By Isabel Terrell
“It’s so rewarding to see that what we’re doing is making a tangible difference for patients,” says Registered Nurse Hailey Schwass.
Behind the scenes of people-centred care, there is a robust system in place in Surgery Health Services at Michael Garron Hospital, Toronto East Health Network (MGH). On the last Monday of every month, members of the team host a Partnership Council meeting, a self-governed forum that gives inter-professional staff of all levels the autonomy to make decisions and innovate in their respective departments.
The council empowers staff to collaborate and discuss ideas to improve care and bring them into action all before they head home for the day.
Hailey has been co-chair of the council since its re-fresh almost two years ago, after the merging of two different surgery units at MGH.
She says the team recognized how helpful a council would be in making sure everyone was on the same page.
“New ideas are really important, and council gives us the chance to speak with more experienced nurses and learn a lot from them, as well,” says Hailey.

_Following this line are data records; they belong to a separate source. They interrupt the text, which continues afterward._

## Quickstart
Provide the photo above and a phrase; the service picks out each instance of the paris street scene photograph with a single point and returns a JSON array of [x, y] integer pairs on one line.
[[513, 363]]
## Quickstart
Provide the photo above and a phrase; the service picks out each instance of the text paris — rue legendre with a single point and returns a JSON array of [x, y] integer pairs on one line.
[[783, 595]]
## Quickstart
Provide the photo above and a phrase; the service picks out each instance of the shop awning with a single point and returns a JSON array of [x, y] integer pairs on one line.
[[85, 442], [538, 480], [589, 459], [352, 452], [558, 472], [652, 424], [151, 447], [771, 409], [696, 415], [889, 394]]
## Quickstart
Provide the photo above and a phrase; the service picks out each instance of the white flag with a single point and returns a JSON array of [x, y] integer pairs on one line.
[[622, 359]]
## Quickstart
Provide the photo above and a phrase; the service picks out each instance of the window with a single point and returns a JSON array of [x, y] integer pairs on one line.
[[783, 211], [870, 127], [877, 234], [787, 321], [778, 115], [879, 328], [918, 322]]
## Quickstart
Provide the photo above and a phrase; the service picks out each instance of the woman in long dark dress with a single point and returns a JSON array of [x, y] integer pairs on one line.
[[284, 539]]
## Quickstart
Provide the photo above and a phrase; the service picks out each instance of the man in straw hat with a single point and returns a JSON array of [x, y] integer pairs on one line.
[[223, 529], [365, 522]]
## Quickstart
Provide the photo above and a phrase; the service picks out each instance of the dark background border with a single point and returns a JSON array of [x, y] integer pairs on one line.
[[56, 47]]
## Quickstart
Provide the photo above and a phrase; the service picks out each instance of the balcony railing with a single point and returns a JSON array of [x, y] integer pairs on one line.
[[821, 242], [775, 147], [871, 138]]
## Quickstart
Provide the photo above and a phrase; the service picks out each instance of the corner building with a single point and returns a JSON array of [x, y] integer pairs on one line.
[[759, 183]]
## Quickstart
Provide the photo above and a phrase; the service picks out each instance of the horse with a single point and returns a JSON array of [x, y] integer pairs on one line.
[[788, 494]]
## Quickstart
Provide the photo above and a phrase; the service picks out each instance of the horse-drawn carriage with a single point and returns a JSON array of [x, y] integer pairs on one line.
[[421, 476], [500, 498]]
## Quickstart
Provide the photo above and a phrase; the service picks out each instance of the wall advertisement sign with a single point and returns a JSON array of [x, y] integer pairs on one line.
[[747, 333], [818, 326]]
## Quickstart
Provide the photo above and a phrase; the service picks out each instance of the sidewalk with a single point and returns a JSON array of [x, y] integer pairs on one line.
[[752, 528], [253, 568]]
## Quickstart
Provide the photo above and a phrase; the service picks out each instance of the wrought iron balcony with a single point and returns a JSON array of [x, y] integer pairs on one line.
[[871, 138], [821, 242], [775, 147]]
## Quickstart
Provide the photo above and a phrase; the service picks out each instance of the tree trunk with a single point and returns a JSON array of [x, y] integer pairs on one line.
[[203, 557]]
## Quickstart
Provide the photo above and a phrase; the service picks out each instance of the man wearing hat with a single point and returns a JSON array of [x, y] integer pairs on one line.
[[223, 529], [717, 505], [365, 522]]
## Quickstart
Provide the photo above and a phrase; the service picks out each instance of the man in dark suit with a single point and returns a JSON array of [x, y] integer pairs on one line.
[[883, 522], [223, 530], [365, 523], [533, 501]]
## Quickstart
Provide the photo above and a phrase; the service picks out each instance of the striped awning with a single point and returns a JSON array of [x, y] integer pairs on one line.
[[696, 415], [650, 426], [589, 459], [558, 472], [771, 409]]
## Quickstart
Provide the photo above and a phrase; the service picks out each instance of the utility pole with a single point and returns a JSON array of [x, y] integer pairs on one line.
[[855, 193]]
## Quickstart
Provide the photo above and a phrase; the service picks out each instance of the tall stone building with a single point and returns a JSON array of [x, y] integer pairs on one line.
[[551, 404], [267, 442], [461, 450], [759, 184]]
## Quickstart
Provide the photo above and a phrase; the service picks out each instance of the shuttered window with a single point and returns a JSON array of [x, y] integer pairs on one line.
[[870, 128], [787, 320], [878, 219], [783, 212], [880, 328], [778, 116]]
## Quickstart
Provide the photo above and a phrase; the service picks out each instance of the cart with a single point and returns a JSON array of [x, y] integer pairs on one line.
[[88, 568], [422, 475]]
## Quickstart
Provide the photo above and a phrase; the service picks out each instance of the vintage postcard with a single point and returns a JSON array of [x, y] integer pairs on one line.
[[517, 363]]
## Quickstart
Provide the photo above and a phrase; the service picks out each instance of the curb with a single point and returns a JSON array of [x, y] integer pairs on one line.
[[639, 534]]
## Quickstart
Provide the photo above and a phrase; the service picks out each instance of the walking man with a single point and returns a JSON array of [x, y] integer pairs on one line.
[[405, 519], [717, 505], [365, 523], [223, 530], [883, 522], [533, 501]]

Each meeting is eight hours, the length of a shift. Unlike team huddles, councils allow the team to follow an agenda and execute ideas within the same day. With the time allotted to council, they can also bring in specialists from around the hospital to collaborate with.
“Huddle is quick and numbers-focused,” says Hailey. “Council is more from our perspective of what we feel is important.”
In their monthly meeting, the council takes a deep dive into relevant and timely areas of improvement. Since its development, the council has finished and completed many projects that not only improved care for patients, but also improved workplace engagement in staff.
“The Partnership Council really instills in staff the importance of being heard,” says Nancy Elford, manager of Surgery Health Services.
While it’s challenging to find the time, budget, and back-up staff essential to running the partnership council meetings, Nancy says it’s “vital” to their success as a team.
“They’re at the front line. Any ideas coming forward are their ideas.”
One of the consistent areas of focus is patient feedback. The members take a close look at responses to post-discharge phone calls that prompt patients to talk about their experiences in the hospital. They often divide the feedback into common themes and brainstorm to better understand their unit’s strengths and weaknesses from patients’ perspectives.
Hailey says this approach helps the unit feel like a team, instead of placing blame on specific individuals involved in care.
“It’s nice to have the space to provide feedback in that kind of way,” she says.
On another occasion, the team did an equipment audit for the unit and was able to bring a finalized ordering list to Nancy by the end of the meeting.
Hailey says next goals for the council include bringing in a patient representative member, and partnering with other units and hospitals.
“I’ve been really encouraged to express my ideas. I’m super grateful that our hospital gives us the opportunity to meet together to ensure we’re providing good care.”